The Bishop of Glasgow, the Rt. Rev. Gregor Duncan, was unavailable for comment and was not present at the ceremony, as he was hospitalized the day before the service after having suffered a stroke.

The former Bishop of Rochester, the Rt. Rev. Michael Nazir-Ali, noted the doctrines put forward in Sura 19 were not interchangeable with the nativity narrative found in Luke 2.

Bishop Nazir-Ali wrote: “Christians should know what their fellow citizens believe and this can include reading the Koran for themselves, whether in the original or in translation.This is not,however, the same thing as having it read in Church in the context of public worship.”

He stated the “passage read at St Mary’s Cathedral, Glasgow, appears to be from the Sura known as  Maryam or Mary and is about the birth of Christ. It affirms the virgin birth and speaks of Jesus as zaki or sinless, as rasul or messenger to whom a book has been entrusted and as nabi or prophet.”

Sura 19: “speaks of his unique birth, his coming death and his resurrection. Jesus is called the very word of the truth (or of God). Much of this Christians can agree with but the passage also denies that God can have a son — although the verb used, yattakhida, suggests God taking to himself a son.This seems to have the heresy of adoptionism in the background and is not what Christians believe.”
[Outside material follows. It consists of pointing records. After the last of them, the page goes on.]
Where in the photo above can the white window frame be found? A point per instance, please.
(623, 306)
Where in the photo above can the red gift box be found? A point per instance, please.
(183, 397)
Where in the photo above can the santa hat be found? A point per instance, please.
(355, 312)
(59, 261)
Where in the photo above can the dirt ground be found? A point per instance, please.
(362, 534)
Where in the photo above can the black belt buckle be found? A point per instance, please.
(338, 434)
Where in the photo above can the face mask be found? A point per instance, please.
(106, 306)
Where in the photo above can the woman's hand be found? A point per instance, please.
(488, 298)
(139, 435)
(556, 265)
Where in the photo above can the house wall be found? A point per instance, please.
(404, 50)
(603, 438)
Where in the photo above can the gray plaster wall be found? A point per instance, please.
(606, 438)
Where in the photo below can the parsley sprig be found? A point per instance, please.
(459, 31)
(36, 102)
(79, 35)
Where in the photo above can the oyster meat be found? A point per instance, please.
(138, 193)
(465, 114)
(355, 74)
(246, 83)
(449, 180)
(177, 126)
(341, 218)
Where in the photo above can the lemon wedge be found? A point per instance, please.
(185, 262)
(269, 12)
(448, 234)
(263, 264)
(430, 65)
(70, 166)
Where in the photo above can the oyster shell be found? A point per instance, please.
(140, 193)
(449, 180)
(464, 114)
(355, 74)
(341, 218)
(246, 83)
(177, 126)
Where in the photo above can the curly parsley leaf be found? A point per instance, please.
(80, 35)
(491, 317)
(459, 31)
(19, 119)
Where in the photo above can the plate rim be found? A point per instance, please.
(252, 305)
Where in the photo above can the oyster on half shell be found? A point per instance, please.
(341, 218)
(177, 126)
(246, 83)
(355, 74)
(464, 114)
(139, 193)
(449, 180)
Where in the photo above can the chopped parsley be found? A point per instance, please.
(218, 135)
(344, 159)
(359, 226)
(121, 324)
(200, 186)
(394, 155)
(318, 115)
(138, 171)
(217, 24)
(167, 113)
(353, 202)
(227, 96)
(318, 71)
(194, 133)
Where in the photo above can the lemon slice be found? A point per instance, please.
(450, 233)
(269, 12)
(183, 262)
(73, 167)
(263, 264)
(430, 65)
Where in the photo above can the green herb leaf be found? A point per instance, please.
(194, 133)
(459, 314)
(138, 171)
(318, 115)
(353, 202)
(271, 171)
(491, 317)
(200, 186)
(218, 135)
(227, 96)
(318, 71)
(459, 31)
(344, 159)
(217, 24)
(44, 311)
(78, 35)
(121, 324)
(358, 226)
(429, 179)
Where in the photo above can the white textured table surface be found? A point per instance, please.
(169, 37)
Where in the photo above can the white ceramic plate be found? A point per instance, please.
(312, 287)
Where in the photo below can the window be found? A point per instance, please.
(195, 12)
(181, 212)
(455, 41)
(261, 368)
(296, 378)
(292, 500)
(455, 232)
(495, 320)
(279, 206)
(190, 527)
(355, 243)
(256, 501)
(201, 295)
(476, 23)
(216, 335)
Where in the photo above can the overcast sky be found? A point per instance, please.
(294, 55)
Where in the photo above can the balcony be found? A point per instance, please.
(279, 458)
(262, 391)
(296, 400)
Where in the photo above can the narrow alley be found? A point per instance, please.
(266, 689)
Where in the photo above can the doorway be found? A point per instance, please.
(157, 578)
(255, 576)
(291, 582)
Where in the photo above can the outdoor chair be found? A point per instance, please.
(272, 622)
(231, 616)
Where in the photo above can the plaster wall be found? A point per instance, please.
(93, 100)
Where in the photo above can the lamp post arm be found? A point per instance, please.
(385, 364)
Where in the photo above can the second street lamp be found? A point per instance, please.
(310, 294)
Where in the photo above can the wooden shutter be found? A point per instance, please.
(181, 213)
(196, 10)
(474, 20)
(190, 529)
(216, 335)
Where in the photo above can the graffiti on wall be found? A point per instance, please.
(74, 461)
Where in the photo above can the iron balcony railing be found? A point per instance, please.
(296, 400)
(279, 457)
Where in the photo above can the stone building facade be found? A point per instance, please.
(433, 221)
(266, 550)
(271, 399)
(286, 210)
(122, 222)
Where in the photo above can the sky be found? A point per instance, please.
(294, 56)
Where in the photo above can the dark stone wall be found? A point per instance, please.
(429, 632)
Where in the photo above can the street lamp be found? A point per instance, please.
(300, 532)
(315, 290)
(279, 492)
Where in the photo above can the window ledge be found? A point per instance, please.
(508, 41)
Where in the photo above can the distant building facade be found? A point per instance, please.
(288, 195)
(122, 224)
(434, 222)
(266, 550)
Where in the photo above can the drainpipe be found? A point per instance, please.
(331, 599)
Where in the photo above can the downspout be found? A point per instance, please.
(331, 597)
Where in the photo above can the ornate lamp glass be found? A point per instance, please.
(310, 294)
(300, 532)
“They believe he is the eternal Word proceeding from the Father and son in this sense, as well as because of his unique birth and his resurrection from the dead. It is particularly insensitive to have this passage read in Church on the Feast of the Epiphany when we celebrate not only Christ’s manifestation to the gentiles but also his baptism and the divine declaration,”you are my beloved son in whom I am well pleased”.

Bishop Nazir Ali asked the “authorities of the Scottish Episcopal Church” to “immediately repudiate this ill-advised invitation and exercise appropriate discipline for those involved.”

He further stated Archbishop Justin Welby “should also distance the Church of England and the world wide Anglican Communion from this event.”

The Koranic readings at the Episcopal cathedral in Glasgow coincidently came as Anglicans were encouraged to pray for church workers serving the Muslim immigrant community in Glasgow. One clergyman observed: “my CMS prayer diary focuses this weekend on mission partners serving amongst asylum seekers in Glasgow; they mention the interest that many Muslim asylum seekers in the city are showing towards Christianity.”

St Mary’s appears to have chosen a course in opposition to this work, he said. “The actions of St Mary’s Cathedral only serves to undermine this kind of ministry and causes more confusion for Muslim-background enquirers,” he charged.

N.b. This article was updated on Jan 9 to correct the name of the Bishop of Glasgow & Galloway.